What to drink in Italy
Bars, like restaurants, are non-smoking.
Italians enjoy going out during the evenings, so it’s common to have a drink in a bar before dinner. It is called aperitivo. Within the last couple years, started by Milan, a lot of bars have started offering fixed-price cocktails at aperitivo hours (18 – 21) with a free, and often a very good, buffet meal. It’s now widely considered stylish to have this kind of aperitivo (called Happy Hour) instead of a structured meal before going out to dance or whatever.
Italian wine is exported all over the world, and names like Barolo, Brunello and Chianti are well-known. In Italy wine is a substantial topic, a sort of test which can ensure either respect or lack of attention from an entire restaurant staff. Doing your homework ensures that you will get better service, better wine and in the end may even pay less.

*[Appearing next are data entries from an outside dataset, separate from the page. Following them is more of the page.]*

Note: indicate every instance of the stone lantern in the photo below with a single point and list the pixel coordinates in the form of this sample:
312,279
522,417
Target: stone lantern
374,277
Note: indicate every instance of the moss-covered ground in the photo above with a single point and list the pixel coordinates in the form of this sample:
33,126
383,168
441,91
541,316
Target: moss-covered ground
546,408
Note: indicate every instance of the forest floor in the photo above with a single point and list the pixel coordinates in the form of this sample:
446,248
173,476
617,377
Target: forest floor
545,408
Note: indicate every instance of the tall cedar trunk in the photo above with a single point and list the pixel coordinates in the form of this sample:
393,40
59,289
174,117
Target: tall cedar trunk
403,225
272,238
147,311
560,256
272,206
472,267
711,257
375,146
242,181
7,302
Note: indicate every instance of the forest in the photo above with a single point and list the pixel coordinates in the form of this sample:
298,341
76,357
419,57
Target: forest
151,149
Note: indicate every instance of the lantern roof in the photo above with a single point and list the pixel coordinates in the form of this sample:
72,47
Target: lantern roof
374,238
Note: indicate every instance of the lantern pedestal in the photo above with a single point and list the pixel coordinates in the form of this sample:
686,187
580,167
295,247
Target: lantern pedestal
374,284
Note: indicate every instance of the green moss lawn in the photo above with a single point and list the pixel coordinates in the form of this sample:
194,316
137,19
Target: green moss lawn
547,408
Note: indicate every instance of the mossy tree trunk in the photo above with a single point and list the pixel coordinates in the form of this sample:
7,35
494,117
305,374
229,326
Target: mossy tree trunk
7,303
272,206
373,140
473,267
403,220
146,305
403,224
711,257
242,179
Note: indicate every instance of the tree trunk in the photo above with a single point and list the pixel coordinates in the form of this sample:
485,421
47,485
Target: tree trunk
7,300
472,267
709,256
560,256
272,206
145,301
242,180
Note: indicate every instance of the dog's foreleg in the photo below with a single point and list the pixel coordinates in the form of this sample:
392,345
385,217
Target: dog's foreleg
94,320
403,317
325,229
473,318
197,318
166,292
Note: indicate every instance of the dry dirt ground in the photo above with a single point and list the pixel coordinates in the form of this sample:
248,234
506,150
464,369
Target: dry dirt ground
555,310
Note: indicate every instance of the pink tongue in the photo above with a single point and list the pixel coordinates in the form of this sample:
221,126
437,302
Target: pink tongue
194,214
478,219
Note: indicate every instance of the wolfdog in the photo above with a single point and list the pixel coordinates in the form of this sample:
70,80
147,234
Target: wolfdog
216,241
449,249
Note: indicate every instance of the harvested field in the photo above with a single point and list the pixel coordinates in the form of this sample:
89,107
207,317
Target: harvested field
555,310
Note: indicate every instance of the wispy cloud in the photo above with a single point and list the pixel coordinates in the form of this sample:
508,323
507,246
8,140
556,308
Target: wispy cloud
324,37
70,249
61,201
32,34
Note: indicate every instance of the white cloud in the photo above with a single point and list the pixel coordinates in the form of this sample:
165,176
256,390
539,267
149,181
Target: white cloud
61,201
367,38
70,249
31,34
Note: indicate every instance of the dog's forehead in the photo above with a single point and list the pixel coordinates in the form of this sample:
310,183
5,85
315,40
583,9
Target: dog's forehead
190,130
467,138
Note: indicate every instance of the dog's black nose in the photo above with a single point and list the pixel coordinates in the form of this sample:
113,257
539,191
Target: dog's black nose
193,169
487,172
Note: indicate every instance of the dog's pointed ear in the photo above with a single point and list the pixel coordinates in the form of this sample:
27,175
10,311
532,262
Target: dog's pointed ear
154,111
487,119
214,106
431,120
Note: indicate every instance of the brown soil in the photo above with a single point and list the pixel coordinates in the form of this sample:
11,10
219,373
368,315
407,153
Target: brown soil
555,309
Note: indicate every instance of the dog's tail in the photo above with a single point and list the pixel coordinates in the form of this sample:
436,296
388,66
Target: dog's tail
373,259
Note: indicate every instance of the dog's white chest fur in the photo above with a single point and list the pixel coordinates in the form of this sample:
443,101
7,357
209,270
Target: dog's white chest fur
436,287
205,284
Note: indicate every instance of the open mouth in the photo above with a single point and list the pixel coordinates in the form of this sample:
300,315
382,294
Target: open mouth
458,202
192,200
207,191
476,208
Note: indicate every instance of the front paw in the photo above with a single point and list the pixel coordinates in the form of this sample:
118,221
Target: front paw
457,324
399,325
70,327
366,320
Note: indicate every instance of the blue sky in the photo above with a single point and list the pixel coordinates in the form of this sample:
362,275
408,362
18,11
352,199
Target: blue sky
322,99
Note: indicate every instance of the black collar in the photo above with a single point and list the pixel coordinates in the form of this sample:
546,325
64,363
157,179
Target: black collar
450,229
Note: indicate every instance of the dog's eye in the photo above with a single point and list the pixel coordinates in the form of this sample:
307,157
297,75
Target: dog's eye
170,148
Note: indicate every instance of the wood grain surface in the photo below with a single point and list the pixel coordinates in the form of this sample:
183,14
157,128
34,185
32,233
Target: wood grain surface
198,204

Although wine is a traditional product, beer is very common as well. Beer did not quite belong to the Italian tradition in the way that wine does, but in the last 30-odd years there has been an explosion of Irish-style pubs in every big town, with usually a huge selection of any kind of beer, ale, stout and cider, from every country in the world. Major Italian beers include Peroni and Moretti and these are usually the ones offered by cafés. If you are serious about beer drinking, there are many bars that specialize in serving a wide range of bottled beers, as well as Irish pubs and similar establishments. There is an increasing number of micro-breweries around the country. They often are run by local beer enthusiasts turned brewers, running small breweries with a pub attached.
In the Trieste region it is far more common to drink Slovenian beers and the most popular brands are ‘Union’ and ‘Zlatorag’.
A cold limoncello on a warm night. Liquor made of alcohol, lemon peels, and sugar. Limoncello can be considered a “moonshine” type of product (although usually made with legally obtained alcohol) as every Italian family, especially in the middle-south (near Napoli) and southern part of the country, has its own recipe for limoncello. Because lemon trees adapt so well to the Mediterreanean climate, and they produce a large amount of fruit continually throughout their long fruit-bearing season, it is not unusual to find many villa’s yards filled with lemon trees bending under the weight of their crop. You can make a lot of lemonade, or better yet, brew your own limoncello. It is mainly considered a dessert liquor, served after a heavy meal (similar to amaretto), and used for different celebrations. The taste can be compared to a very strong and slightly thick lemonade flavor with an alcohol tinge to it. Best served chilled in the freezer in small glasses that have been in the freezer. It is better sipped than treated as a shooter.
Grappa is made by distilling grape skins after the juice has been squeezed from them for winemaking, so you could imagine how it might taste.
Amaro: there is a wide variety of amari, a word that encompasses a wide variety of herbal liquors, also referred to as digestivo. Some can be drunk alone; some are put into the traditional espresso coffee (caffè corretto). There are a few commercial ones, but look out for traditional regional ones.
Limoncello, grappa, and amari, are usually served after a meal as an aid to digestion. If you are a good customer restaurants will offer a drink to you free of charge, and may even leave the bottle on your table for you to help yourself. Beware that these are very strong drinks.
Bars in Italy offer an enormous number of possible permutations for a way of having a cup of coffee. What you won’t get, however, is 100 different types of bean; nor will you find “gourmet” coffees. If you like that kind of stuff, better take your own. A bar will make coffee from a commercial blend of beans supplied by just one roaster. There are many companies who supply roast beans and the brand used is usually prominently displayed both inside and outside of the bar.
There are various kinds of coffee, the most popular of which are:
Caffè (known to foreign tourists as “espresso”). This is the basic kind of coffee, which is normally consumed at breakfast or after a meal.
Caffè ristretto. This uses the same amount of coffee powder, but less water, thus making it lighter because less caffeine is extracted.
Caffè lungo. Like ordinary coffee, but additional water is allowed to go through the coffee beans in the machine.
Caffè americano. This has much more water and is served in a cappuccino cup. It is more like an American breakfast coffee but the quantity is still far less than you would get in the States.
Then there are coffee drinks with milk, as follows:
Cappuccino needs no introduction. If you don’t like the froth you can ask for cappuccino senza schiuma.
Caffè latte. Often served in a glass, this is a small amount of coffee with the cup/glass filled up with hot milk.
Latte macchiato. This is a glass of milk with a dash of coffee in the top. The milk can be hot or cold.
Note: latte is the Italian word for milk. If you ask for one, what you’ll be getting is a glass of milk… and a perplexed look.
Finally, in the summer you can have caffè freddo, which is basically plain coffee with ice, “caffè freddo shakerato” (shaked ice coffee) or cappuccino freddo, which is a cold milky coffee without the froth. This list is by no means exhaustive. With a vivid imagination and a desire to experiment you should be able to find many more permutations. Enjoy!